SUARAUTARA.COM, OKU TIMUR – Pembangunan proyek Tembok Penahan Tanah (TPT) di Desa Sabah Lioh, Kecamatan Bunga Mayang, Kabupaten Ogan Komering Ulu Timur, yang bersumber dari anggaran Badan Penanggulangan Bencana Daerah Kabupaten OKU Timur, kini menjadi sorotan masyarakat. Proyek yang disebut-sebut menelan anggaran lebih dari Rp15 miliar itu diduga dikerjakan secara asal-asalan.
Informasi yang beredar di tengah masyarakat serta sejumlah unggahan di media sosial memperlihatkan kondisi pekerjaan di lapangan yang dinilai tidak sesuai dengan standar pembangunan yang seharusnya. Susunan batu pada tembok penahan tanah tersebut tampak hanya ditumpuk tanpa pengikatan yang kuat menggunakan semen.
Salah satu warga bahkan menyampaikan keluhannya melalui media sosial Facebook dan meminta pemerintah untuk segera memperhatikan proyek tersebut.
ADVERTISEMENT

SCROLL TO RESUME CONTENT

“Mohon diperhatikan oleh pemerintah, apakah sudah sesuai dengan RAB. Kami masyarakat menilai tidak sesuai RAB, karena batu yang disusun sekitar 1 meter baru ada semen. Apakah kuat? Jadi kami mohon pembangunan ini diperhatikan, apalagi menelan dana lebih dari Rp15 miliar,” tulis salah satu akun warga dalam unggahan tersebut.
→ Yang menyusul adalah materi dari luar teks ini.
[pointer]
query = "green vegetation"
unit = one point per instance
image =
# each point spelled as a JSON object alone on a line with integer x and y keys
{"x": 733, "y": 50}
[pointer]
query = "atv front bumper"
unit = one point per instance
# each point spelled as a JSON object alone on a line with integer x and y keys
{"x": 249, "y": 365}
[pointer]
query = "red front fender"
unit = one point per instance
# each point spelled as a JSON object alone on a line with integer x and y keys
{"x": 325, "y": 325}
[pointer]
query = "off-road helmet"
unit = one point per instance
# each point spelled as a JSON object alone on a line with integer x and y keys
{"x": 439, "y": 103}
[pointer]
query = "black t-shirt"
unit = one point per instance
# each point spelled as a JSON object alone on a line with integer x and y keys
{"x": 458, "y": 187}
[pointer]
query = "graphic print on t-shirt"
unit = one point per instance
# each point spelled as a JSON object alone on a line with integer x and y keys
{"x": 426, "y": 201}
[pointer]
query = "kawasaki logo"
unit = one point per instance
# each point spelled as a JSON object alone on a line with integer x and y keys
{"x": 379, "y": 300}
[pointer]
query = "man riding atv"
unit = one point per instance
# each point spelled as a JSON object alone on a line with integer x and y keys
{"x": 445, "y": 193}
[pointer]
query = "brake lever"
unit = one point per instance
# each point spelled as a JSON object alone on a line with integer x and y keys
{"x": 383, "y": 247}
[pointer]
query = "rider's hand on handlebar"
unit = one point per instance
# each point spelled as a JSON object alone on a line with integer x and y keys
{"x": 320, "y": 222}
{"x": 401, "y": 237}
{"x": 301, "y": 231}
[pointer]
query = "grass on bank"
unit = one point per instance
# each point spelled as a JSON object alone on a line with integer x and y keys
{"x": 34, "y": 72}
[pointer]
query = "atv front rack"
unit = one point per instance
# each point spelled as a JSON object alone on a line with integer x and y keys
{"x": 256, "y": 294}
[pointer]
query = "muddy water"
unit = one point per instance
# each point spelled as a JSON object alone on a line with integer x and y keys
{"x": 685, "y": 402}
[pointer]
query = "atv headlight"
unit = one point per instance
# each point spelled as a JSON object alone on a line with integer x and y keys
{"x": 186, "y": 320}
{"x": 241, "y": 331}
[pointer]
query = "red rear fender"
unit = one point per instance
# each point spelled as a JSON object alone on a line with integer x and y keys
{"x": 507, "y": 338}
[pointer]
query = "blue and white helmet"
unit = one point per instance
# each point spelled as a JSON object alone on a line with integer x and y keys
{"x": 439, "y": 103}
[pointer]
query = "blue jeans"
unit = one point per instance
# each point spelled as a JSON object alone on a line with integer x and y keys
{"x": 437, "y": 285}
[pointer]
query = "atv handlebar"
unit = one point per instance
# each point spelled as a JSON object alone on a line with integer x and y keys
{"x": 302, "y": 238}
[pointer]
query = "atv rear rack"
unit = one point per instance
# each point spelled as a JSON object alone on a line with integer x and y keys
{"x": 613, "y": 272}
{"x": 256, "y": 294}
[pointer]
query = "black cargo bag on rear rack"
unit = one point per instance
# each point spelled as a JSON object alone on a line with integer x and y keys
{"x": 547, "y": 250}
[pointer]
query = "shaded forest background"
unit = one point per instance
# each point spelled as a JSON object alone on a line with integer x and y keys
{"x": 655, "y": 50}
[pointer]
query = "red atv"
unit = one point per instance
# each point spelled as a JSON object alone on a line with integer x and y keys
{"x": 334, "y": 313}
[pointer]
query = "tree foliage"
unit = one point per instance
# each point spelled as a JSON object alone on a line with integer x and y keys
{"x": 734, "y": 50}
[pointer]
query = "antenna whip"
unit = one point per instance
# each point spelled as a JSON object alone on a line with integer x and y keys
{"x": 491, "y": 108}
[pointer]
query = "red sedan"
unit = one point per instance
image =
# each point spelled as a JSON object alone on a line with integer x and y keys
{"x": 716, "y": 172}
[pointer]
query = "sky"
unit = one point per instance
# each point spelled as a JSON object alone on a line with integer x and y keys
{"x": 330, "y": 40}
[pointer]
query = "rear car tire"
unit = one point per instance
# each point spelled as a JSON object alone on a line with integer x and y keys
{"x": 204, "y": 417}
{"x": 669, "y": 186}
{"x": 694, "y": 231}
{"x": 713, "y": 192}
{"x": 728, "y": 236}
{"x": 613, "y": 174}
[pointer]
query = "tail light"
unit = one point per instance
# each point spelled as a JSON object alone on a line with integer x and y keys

Warga khawatir apabila pembangunan tembok penahan tanah tersebut tidak dikerjakan sesuai spesifikasi teknis, maka dikhawatirkan tidak akan bertahan lama dan berpotensi membahayakan lingkungan sekitar, terutama jika terjadi hujan deras atau pergerakan tanah.
Masyarakat pun meminta Aparat Penegak Hukum (APH), baik dari pihak Kejaksaan Negeri Ogan Komering Ulu Timur maupun pihak Kepolisian Negara Republik Indonesia, untuk segera turun tangan melakukan pemeriksaan terhadap proyek tersebut.
Selain itu, warga juga meminta pihak terkait yang bertanggung jawab atas pembangunan proyek ini untuk memberikan penjelasan secara terbuka kepada masyarakat mengenai proses pengerjaan serta penggunaan anggaran yang mencapai miliaran rupiah tersebut.
Masyarakat berharap pembangunan yang menggunakan anggaran besar dari pemerintah dapat dikerjakan secara transparan, sesuai spesifikasi, dan benar-benar memberikan manfaat bagi masyarakat.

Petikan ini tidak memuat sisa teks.